Our staff is continuing to costume-rear Whooping Crane chicks at our chick-rearing facility for the Louisiana reintroduction. Due to the still small but growing size of the Louisiana flock, protocols for raising chicks for reintroduction in this population continue to focus on costume-rearing techniques that we have used successfully in the past.
Florida Non-Migratory Population
Under the guidance of the Whooping Crane Recovery Plan in 1993, biologists began a project to reintroduce Whooping Cranes to Florida. The cranes were raised in captivity by adult Whooping Cranes or biologists dressed in crane costumes to prevent the birds from imprinting incorrectly. Biologists learned this lesson from initial reintroduction efforts in Idaho twenty years earlier. See the right sidebar for more on the Idaho project. This population was non-migratory because the cranes were released in Florida and never taught a migration route.

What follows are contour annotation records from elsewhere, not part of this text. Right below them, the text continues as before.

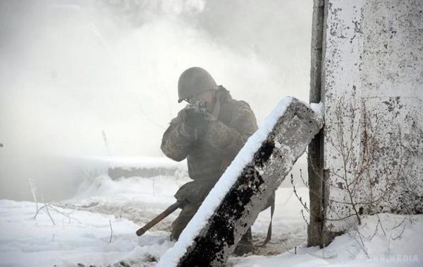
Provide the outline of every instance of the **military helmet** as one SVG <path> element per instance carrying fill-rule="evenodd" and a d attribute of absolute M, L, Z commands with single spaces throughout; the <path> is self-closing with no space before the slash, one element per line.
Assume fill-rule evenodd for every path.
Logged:
<path fill-rule="evenodd" d="M 213 77 L 205 69 L 192 67 L 180 74 L 178 81 L 178 102 L 184 99 L 197 95 L 199 92 L 207 90 L 216 90 L 217 85 Z"/>

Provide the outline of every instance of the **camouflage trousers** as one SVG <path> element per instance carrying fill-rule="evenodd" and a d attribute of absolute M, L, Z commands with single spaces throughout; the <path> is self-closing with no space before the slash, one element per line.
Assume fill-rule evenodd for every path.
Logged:
<path fill-rule="evenodd" d="M 187 226 L 190 220 L 191 220 L 192 217 L 194 217 L 195 213 L 197 213 L 197 210 L 204 201 L 204 198 L 205 198 L 212 187 L 212 184 L 207 184 L 206 186 L 204 186 L 203 184 L 202 186 L 199 186 L 197 182 L 191 182 L 183 186 L 176 193 L 175 195 L 176 199 L 183 201 L 185 204 L 182 208 L 182 210 L 176 220 L 172 222 L 171 235 L 171 240 L 178 240 L 178 239 L 179 239 L 179 235 Z M 185 196 L 185 198 L 183 198 L 183 196 Z M 263 210 L 270 207 L 274 200 L 274 197 L 275 194 L 274 193 L 268 200 L 267 204 Z M 251 235 L 251 231 L 250 232 L 250 235 Z"/>
<path fill-rule="evenodd" d="M 194 217 L 201 203 L 196 204 L 187 203 L 183 206 L 179 216 L 172 222 L 171 240 L 178 240 L 179 235 Z"/>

In 2002, a pair from this flock hatched and fledged chick. This historic hatch was the first wild Whooping Crane hatch in the United States since 1939. However, reproduction was slower than anticipated, and mortality rates were high, primarily due to predation. Drought and development were additional factors affecting this population, and as a result, reintroduction efforts in Florida ended in 2008.
IMPORTANT LESSONS
In 1975 biologists started an ambitious project to establish a migratory Whooping Crane population in the Rocky Mountain states – the first reintroduction attempt for this endangered species. The biologists looked to wild Sandhill Cranes to stand in as surrogate parents for the Whooping Cranes and placed Whooping Crane eggs in Sandhill Crane nests at Grays Lake National Wildlife Refuge in Idaho, below.

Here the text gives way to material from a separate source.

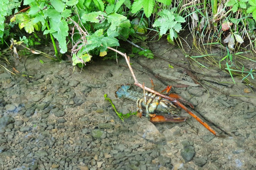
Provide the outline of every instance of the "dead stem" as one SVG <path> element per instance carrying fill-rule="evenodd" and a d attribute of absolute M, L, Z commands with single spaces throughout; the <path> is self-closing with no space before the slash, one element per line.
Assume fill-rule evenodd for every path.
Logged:
<path fill-rule="evenodd" d="M 162 93 L 160 93 L 159 92 L 158 92 L 157 91 L 156 91 L 152 89 L 150 89 L 148 87 L 144 86 L 143 85 L 140 83 L 138 81 L 138 80 L 137 80 L 137 79 L 136 78 L 136 77 L 135 76 L 135 75 L 134 75 L 134 73 L 133 70 L 133 69 L 132 68 L 132 66 L 131 66 L 131 64 L 130 64 L 130 60 L 129 59 L 129 57 L 127 56 L 126 55 L 126 54 L 125 53 L 123 53 L 116 49 L 112 48 L 111 47 L 108 47 L 108 48 L 122 55 L 125 59 L 125 60 L 126 61 L 126 63 L 127 63 L 128 67 L 129 67 L 129 68 L 130 69 L 130 71 L 131 71 L 131 73 L 132 74 L 132 75 L 133 78 L 133 80 L 134 80 L 135 81 L 135 82 L 134 83 L 134 84 L 135 85 L 136 85 L 138 87 L 139 87 L 142 89 L 144 89 L 145 90 L 155 94 L 156 95 L 159 95 L 163 98 L 169 100 L 175 103 L 176 105 L 179 106 L 182 109 L 185 110 L 185 111 L 188 112 L 188 113 L 191 116 L 195 119 L 196 120 L 199 122 L 199 123 L 205 127 L 205 128 L 208 129 L 209 131 L 211 132 L 214 135 L 215 135 L 219 136 L 217 134 L 216 132 L 206 122 L 204 121 L 199 117 L 195 115 L 191 111 L 188 109 L 186 106 L 183 105 L 183 104 L 178 100 L 177 99 L 165 95 Z"/>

The Sandhill Cranes hatched and raised the Whooping Crane chicks, and the chicks learned the migration route to Bosque del Apache National Wildlife Refuge in New Mexico from their surrogate parents. However, when the Whooping Crane chicks reached breeding age, they did not pair with other Whooping Cranes, as they identified with their Sandhill Crane foster parents. As a result, the project was ended in 1989, and by 2002 no Whooping Cranes remained in the region.